Der Wert dieser Sachbezüge ist in Anwendung des Rabattfreibetrags in Höhe von 1.080 EUR jährlich steuerfrei. Die Anwendung der 44-EUR-Freigrenze kommt nur für Sachbezüge in Betracht, auf die der Rabattfreibetrag nicht anzuwenden ist.
Gelten die Grundsätze zur Sachbezugsfreigrenze auch für Aufmerksamkeiten?
Sachleistungen des Arbeitgebers, die auch im gesellschaftlichen Verkehr üblicherweise ausgetauscht werden und zu keiner ins Gewicht fallenden Bereicherung der Mitarbeiter führen, gehören als bloße Aufmerksamkeiten nicht zum Arbeitslohn. Aufmerksamkeiten sind Sachzuwendungen bis zu einem Wert von 60 EUR, die dem Mitarbeiter oder seinen Angehörigen aus Anlass eines besonderen persönlichen Ereignisses zugewendet werden (R 19.6 Abs. 1 LStR).

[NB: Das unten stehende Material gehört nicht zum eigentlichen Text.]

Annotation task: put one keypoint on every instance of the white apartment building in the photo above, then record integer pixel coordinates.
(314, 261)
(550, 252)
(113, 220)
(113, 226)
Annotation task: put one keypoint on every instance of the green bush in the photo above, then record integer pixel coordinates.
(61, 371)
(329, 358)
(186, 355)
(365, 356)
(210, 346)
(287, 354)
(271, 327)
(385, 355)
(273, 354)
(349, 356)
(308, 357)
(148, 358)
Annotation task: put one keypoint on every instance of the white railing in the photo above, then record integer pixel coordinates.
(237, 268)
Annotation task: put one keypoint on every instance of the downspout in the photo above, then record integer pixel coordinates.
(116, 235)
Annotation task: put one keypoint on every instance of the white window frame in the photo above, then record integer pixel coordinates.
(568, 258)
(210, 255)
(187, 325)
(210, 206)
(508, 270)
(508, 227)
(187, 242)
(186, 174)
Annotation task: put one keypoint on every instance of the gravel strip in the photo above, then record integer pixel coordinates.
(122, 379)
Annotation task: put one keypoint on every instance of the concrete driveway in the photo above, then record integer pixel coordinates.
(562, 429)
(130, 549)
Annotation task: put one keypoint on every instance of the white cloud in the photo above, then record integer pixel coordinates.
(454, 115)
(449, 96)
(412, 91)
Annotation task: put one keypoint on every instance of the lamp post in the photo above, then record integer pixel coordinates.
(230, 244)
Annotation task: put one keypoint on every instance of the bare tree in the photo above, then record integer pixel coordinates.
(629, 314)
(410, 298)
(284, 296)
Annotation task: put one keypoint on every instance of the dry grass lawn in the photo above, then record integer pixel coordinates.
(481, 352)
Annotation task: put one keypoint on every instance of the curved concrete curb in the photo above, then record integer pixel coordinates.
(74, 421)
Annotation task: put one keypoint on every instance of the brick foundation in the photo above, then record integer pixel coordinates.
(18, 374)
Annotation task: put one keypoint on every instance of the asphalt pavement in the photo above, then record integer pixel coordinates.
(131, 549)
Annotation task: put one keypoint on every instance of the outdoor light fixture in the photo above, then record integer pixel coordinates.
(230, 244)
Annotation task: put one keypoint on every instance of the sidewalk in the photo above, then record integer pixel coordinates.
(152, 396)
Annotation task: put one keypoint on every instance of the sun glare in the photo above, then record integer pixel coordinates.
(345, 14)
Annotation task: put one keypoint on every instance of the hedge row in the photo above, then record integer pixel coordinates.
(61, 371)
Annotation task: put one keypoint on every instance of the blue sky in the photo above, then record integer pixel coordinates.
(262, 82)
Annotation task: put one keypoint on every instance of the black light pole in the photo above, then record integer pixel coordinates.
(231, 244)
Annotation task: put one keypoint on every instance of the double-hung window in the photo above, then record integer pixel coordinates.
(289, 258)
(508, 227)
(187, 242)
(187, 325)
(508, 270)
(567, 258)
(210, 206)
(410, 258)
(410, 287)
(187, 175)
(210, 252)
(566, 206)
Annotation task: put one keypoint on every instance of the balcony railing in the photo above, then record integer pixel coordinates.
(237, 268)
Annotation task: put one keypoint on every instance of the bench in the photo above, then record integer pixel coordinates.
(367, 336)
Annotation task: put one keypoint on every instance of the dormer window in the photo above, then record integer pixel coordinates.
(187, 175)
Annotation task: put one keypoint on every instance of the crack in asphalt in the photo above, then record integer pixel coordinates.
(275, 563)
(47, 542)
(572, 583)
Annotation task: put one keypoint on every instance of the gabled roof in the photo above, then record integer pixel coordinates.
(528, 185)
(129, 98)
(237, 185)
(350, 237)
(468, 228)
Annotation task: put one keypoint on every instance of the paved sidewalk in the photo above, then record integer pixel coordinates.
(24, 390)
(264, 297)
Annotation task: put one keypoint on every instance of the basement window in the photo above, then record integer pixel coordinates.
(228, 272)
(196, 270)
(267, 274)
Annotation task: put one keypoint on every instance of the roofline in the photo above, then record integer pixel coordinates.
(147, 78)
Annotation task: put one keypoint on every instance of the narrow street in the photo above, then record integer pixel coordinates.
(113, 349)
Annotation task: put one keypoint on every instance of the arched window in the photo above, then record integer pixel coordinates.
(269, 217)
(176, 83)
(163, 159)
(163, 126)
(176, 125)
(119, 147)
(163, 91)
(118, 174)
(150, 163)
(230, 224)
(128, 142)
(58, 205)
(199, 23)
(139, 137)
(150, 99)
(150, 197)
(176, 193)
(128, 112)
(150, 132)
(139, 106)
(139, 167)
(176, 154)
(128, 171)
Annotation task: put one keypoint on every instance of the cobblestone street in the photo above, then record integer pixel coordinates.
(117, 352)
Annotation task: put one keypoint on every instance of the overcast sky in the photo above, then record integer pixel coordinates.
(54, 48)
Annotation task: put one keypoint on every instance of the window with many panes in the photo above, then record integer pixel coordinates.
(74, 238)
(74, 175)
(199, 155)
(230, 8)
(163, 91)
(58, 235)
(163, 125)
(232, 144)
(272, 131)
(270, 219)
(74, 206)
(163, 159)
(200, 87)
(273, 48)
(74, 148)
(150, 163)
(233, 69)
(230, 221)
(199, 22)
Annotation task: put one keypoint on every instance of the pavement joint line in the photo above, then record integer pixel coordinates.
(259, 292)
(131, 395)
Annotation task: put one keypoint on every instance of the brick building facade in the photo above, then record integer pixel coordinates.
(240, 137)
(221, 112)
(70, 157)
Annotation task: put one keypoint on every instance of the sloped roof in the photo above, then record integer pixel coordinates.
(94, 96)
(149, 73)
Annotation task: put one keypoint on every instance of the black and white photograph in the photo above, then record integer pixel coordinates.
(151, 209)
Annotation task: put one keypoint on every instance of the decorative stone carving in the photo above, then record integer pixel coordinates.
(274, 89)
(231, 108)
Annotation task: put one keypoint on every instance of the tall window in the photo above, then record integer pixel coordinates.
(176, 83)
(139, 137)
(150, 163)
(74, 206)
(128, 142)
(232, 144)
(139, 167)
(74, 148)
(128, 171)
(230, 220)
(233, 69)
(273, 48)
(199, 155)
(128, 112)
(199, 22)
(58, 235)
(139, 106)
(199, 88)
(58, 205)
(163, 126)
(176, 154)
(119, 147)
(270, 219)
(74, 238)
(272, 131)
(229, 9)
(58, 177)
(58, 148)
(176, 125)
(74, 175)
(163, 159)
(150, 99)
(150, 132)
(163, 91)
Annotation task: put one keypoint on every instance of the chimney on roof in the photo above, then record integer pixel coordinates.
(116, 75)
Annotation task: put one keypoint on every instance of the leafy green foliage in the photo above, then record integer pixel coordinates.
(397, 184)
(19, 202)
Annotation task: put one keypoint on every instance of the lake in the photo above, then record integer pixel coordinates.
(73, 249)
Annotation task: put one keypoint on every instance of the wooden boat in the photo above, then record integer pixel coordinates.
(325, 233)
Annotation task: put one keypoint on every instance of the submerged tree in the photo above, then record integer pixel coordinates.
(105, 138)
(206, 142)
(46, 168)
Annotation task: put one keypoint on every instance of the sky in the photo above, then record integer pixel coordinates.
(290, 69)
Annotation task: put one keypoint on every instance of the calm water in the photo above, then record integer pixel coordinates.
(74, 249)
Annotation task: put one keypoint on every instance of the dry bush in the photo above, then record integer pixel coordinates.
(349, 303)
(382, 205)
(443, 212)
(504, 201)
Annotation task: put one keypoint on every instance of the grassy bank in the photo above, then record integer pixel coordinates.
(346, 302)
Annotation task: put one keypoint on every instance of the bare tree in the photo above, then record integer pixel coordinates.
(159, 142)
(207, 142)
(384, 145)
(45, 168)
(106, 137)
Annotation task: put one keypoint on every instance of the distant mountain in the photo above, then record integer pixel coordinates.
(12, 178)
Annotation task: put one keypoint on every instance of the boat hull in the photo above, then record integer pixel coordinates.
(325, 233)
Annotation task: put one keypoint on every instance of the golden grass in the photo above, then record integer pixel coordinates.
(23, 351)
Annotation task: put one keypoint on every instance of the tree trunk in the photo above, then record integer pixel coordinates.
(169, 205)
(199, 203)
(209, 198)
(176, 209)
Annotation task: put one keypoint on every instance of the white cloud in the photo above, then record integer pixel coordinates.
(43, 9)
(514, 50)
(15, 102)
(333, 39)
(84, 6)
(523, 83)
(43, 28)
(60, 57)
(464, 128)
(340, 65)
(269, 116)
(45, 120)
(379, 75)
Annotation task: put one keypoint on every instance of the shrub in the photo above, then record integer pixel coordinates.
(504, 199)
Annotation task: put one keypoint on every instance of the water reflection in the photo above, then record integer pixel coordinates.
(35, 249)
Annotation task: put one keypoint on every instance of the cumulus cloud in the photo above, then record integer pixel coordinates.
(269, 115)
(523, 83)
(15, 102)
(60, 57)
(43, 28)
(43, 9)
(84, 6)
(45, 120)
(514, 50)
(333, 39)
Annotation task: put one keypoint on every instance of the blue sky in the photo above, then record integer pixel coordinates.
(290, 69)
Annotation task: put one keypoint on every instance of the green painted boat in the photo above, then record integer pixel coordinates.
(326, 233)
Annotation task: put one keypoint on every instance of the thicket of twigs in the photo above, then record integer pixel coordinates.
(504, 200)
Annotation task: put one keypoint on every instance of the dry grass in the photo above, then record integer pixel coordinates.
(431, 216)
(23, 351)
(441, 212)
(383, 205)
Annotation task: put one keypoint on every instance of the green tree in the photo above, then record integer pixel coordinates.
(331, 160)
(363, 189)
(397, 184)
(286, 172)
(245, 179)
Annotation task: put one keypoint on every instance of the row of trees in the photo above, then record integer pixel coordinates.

Die vorstehenden Grundsätze gelten gleichermaßen für die Anwendung der (steuerfreien) 60-EUR-Grenze in den Fällen, in denen Warengutscheine als Aufmerksamkeiten aus Anlass eines besonderen persönlichen Ereignisses (Geburtstag, bestandene Prüfung, Betriebsjubiläum) zugewendet werden. Die Gewährung von Aufmerksamkeiten ist unabhängig von der Sachbezugsfreigrenze von 44 EUR und kann zusätzlich in Anspruch genommen werden.
Der Unternehmer kann alle innerhalb eines Jahres gewährten Sachzuwendungen mit pauschal 30 % versteuern. Die Pauschalierung ist jedoch nur bis zu einem Wert von 10.000 EUR zulässig. Aufmerksamkeiten bis zu einem Wert von 60 EUR bleiben hierbei außer Ansatz.
Beispiel: Gutschein anlässlich des Geburtstags eines Mitarbeiters
Der Mitarbeiter erhält zum Geburtstag von seinem Arbeitgeber einen Gutschein über 60 EUR zur Einlösung in einer Buchhandlung.
Da die 60-EUR-Grenze für (steuerfreie) Aufmerksamkeiten nicht überschritten ist, wird der geldwerte Vorteil nicht besteuert.